写真:John McCoy / 特派員

 メジャーの野球の歴史を塗り替えまくっている。先頭打者ホームランで自己最多の47号を記録したのち、第2打席に四球で出塁すると48個目の盗塁を決めた。

 これで「ホームラン47-盗塁48」とメジャー記録をまた更新。バッターとピッチャーの二刀流ばかりか、投げれないとなれば走ると言わんばかりのプレーから、大谷翔平の能力を疑うものはもう、誰もいないだろう。

 12年前。

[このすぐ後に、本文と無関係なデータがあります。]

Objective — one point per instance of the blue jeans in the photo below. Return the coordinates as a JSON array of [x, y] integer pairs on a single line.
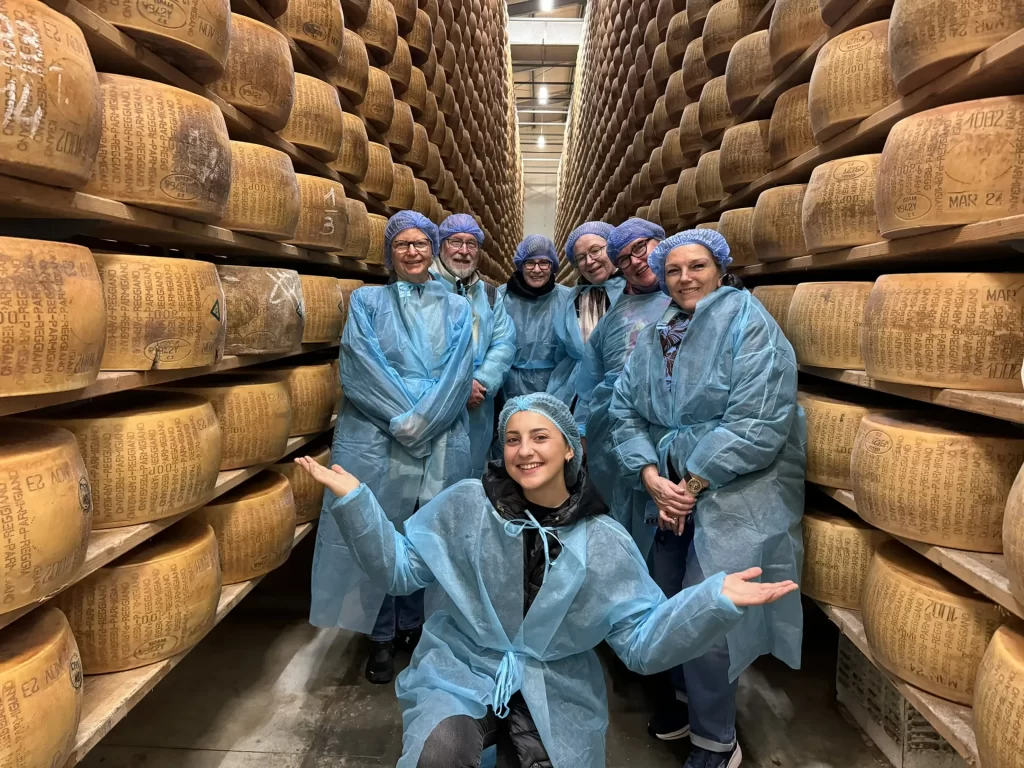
[[712, 697], [402, 613]]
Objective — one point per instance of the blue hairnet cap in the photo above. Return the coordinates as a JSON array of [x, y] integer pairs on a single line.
[[599, 228], [707, 238], [536, 247], [629, 230], [558, 414], [409, 220], [461, 223]]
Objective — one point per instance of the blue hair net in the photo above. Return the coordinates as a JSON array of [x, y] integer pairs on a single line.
[[536, 247], [707, 238], [409, 220], [599, 228], [629, 230], [558, 414], [461, 223]]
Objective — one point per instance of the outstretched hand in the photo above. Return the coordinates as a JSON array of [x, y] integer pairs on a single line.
[[337, 479], [743, 592]]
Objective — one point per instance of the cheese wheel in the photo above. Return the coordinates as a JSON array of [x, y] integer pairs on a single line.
[[714, 113], [851, 80], [315, 123], [153, 603], [727, 22], [838, 553], [924, 625], [264, 309], [832, 430], [254, 413], [956, 330], [137, 162], [950, 166], [795, 27], [749, 71], [53, 316], [744, 155], [778, 233], [46, 498], [931, 37], [41, 674], [255, 526], [940, 484], [824, 324], [323, 218], [264, 196], [193, 35], [317, 27], [737, 228], [54, 134], [776, 300], [162, 313], [148, 455], [790, 134]]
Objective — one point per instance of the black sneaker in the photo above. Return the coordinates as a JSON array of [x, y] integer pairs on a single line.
[[671, 724], [380, 665]]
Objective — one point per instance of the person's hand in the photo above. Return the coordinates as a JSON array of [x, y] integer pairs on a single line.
[[337, 479], [743, 592]]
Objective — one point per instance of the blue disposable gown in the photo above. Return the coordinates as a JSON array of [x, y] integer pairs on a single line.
[[538, 349], [607, 349], [730, 417], [494, 349], [407, 368], [477, 648], [563, 380]]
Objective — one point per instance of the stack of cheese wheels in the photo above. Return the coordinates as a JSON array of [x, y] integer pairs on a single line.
[[832, 432], [264, 92], [52, 286], [824, 324], [153, 603], [907, 597], [255, 526], [189, 178], [969, 148], [264, 199], [193, 35], [942, 483], [255, 416], [960, 330], [839, 206], [264, 309], [41, 676], [148, 455], [308, 494], [315, 123], [55, 84], [47, 493], [838, 552]]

希望していた「メジャーリーグ」ではなく、北海道日本ハムファイターズに入団を決めた大谷翔平に対して「二刀流」を宣言したファイターズとその指揮官・栗山英樹は大きな批判にさらされていた。

「無理やり指名した」「プロで二刀流ができるわけがない」「高校出たての選手に何を…、プロを舐めてるのか」……。

 しかし、栗山英樹はいっさいブレなかった。

 事実、入団が決まったあと、まだキャンプインもしていない頃、大谷翔平についてこう書いている――。

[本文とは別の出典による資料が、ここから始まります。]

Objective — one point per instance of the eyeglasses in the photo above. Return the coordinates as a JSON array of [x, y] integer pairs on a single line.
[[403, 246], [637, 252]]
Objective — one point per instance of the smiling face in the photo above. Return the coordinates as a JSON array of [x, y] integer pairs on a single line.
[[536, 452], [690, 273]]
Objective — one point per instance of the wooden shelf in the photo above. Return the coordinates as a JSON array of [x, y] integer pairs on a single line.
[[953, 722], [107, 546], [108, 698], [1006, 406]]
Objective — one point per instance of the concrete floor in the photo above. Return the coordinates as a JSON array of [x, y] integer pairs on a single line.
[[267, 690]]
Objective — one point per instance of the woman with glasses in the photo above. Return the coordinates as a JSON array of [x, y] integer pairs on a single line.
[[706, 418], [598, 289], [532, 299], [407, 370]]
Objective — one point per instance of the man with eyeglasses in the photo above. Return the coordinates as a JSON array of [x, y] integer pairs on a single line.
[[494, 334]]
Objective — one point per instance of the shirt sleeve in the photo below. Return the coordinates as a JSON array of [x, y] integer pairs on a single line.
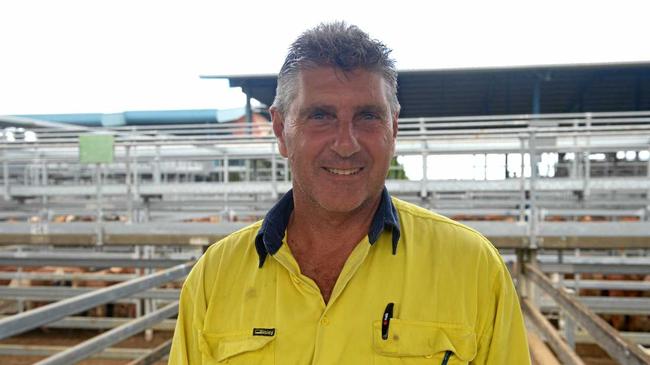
[[191, 311], [504, 340]]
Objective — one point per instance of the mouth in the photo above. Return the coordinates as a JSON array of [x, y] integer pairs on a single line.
[[343, 172]]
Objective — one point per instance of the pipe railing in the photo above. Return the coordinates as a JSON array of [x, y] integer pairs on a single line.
[[605, 335], [34, 318]]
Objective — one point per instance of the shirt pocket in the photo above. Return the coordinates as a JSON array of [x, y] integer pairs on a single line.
[[419, 342], [236, 348]]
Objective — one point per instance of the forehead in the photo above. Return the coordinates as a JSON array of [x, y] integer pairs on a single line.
[[340, 89]]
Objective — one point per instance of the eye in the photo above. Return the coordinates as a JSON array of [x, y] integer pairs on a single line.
[[369, 116], [317, 116], [320, 116]]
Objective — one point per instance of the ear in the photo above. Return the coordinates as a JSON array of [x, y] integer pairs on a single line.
[[278, 129]]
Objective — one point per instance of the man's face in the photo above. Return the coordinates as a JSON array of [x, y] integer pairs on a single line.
[[339, 136]]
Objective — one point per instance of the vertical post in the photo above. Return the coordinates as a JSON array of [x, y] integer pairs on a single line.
[[425, 172], [226, 180], [647, 193], [226, 169], [100, 213], [286, 171], [587, 161], [537, 95], [532, 186], [129, 183], [148, 304], [5, 175], [522, 180], [249, 112], [156, 166]]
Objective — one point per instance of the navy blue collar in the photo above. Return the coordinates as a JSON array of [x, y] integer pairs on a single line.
[[269, 237]]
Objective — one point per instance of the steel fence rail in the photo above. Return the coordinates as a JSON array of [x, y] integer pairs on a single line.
[[154, 355], [106, 339], [34, 318], [559, 346]]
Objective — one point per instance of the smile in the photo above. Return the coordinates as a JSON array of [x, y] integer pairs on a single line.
[[343, 171]]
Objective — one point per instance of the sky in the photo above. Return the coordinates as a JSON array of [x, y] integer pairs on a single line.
[[110, 56]]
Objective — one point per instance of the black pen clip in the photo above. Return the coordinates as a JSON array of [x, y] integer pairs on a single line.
[[385, 320]]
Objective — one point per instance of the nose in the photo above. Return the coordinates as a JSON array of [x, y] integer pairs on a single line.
[[345, 142]]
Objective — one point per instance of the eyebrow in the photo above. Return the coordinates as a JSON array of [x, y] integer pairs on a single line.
[[329, 109], [372, 108]]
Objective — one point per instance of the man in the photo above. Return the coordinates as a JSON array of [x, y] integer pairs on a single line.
[[339, 272]]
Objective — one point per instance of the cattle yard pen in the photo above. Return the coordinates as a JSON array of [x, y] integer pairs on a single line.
[[120, 236]]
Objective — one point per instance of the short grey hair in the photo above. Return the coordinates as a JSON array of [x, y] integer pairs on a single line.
[[339, 45]]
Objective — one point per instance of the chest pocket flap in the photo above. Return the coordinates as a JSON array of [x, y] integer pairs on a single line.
[[220, 347], [418, 338]]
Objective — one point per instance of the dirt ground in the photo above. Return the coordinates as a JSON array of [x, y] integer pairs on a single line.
[[591, 354], [70, 337]]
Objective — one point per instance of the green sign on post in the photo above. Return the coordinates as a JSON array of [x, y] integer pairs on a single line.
[[96, 148]]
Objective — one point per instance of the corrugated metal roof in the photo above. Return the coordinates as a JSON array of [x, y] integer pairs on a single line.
[[503, 90]]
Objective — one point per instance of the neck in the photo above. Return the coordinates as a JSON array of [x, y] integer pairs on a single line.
[[311, 226]]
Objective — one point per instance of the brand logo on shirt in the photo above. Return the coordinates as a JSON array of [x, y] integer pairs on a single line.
[[264, 332]]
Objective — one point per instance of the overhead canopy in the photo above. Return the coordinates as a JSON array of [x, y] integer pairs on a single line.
[[508, 90]]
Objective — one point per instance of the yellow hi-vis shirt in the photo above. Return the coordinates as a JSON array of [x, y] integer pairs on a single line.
[[453, 300]]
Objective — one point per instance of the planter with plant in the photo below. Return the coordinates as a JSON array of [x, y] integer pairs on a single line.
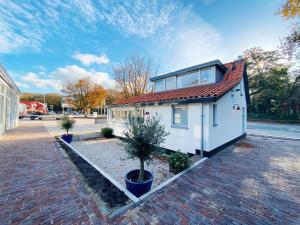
[[67, 124], [178, 162], [107, 132], [142, 140]]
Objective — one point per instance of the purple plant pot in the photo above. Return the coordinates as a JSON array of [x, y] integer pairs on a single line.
[[67, 137], [138, 188]]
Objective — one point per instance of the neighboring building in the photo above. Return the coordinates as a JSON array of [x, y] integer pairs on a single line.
[[9, 102], [34, 106], [203, 107]]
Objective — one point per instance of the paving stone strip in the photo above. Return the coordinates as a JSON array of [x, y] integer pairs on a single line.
[[39, 184], [256, 181]]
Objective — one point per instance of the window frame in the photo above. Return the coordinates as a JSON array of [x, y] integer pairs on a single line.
[[164, 85], [215, 114], [182, 126]]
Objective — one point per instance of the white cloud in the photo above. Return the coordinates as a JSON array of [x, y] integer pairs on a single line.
[[23, 85], [25, 25], [56, 79], [139, 18], [88, 59], [74, 72], [187, 42], [34, 80]]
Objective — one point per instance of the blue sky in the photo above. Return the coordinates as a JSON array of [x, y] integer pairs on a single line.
[[45, 43]]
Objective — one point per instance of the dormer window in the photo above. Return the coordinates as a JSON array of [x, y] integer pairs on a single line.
[[188, 80], [159, 85], [207, 76], [202, 74]]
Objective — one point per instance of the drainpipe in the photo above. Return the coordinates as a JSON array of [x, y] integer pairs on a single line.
[[202, 129]]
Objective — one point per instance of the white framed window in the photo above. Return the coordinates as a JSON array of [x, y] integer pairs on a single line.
[[215, 116], [180, 116], [207, 76], [159, 85], [170, 83], [187, 80]]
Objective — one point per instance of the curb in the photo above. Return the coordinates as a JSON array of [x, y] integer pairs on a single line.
[[274, 137]]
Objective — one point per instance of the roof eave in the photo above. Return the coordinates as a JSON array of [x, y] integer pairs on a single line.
[[217, 63], [177, 101]]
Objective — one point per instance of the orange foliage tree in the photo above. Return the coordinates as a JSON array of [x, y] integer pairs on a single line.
[[84, 95]]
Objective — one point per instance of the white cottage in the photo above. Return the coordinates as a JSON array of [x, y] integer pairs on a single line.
[[203, 107], [9, 102]]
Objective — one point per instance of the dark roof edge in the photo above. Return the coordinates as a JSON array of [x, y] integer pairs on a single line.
[[188, 69], [178, 101], [9, 81]]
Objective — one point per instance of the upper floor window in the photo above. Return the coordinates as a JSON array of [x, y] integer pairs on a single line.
[[159, 85], [170, 83], [207, 76], [179, 116], [187, 80]]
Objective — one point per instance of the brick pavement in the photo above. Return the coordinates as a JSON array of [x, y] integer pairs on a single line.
[[256, 181], [243, 184], [39, 184]]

 総ページ848。「大谷翔平はやっぱりすごい。でもこれだけの人が彼を生かしたんだと思うと感動を覚えました(40代・男性)」などと、大きな反響を呼んでいる栗山英樹氏の新刊『監督の財産』からその時の思いを紹介する。

メジャーにない日本プロ野球の長所

(『監督の財産』収録「3 伝える。」より。執筆は2013年1月)

 日本の野球が、世界に誇れるものはふたつある。

 ひとつは、高校野球という文化によって育まれてきた精神性。「魂」と言い換えてもいい。

 日本の場合、プロ野球選手は、ほぼ全員が高校野球を経験してきている。全国どこにいても、誰もがみな、甲子園という唯一無二の舞台を目指し、1日でも長く同じ仲間たちと野球をやるために、全身全霊を傾けてきた。

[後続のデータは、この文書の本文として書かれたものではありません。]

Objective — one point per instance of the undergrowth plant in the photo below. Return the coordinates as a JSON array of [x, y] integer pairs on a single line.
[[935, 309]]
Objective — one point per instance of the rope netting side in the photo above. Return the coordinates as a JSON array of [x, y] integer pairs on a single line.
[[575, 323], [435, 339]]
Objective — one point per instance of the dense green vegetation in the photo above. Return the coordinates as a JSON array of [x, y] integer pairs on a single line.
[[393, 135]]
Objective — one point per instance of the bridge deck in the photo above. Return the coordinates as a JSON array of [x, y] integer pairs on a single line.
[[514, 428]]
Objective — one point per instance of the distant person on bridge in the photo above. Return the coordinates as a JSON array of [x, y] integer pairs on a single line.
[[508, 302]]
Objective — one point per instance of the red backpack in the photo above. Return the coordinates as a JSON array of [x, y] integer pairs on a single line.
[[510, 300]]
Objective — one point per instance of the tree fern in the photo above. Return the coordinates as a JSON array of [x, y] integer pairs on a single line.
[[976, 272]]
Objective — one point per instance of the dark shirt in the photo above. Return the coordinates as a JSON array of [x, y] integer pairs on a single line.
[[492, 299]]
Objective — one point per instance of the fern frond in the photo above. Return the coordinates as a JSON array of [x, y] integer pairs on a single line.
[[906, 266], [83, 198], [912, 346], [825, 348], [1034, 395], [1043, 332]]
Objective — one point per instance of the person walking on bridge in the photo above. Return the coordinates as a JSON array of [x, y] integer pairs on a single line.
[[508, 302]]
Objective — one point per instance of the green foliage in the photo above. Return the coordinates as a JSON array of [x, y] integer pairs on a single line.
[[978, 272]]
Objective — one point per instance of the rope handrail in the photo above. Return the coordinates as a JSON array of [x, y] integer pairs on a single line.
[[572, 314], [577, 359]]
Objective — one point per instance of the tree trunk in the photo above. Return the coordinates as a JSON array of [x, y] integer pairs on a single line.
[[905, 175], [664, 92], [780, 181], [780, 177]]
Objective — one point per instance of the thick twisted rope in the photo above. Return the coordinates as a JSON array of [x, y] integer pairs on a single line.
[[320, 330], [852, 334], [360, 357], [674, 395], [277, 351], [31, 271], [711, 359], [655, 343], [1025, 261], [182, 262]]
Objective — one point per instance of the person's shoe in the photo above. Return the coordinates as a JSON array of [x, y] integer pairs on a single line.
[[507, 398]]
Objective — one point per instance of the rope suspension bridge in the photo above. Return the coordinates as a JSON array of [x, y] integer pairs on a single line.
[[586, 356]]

 そして、そのまま大人になる。そのまま大人になった選手がプロ野球をやっているから、そこには死に物狂いになってやる、高校野球の精神がしっかりと息づいている。そういうプレーというものは、観ている人たちの心に、必ずなにかを訴えてくれるはずだ。

 もうひとつは、日本のオリジナルといってもいい世界最高峰の技術である。強く振れなくても、柔らかくバットをコントロールして、芯と芯とをぶつける能力だったり、捕った瞬間に素早く投げる動きであったり、そういった技術は間違いなくメジャーより上だと思う。

 ただ、パワーに代表される身体能力は、相対的に見てメジャーが上回っているので、向こうにはすごい選手がいるんだというふうに見えているだけだ。

 すべてが一番だとはいわないが、日本には世界に誇れる技術がある。そこには自信を持っていい。

 だから、これはあくまでも僕の野球観だが、本当に野球がうまくなりたいなら、絶対に日本で学ぶべきだと思う。最後にどこでプレーするかは自分で選べばいい。ただそこまでは、日本のお家芸である野球の技術を身に付けてほしい。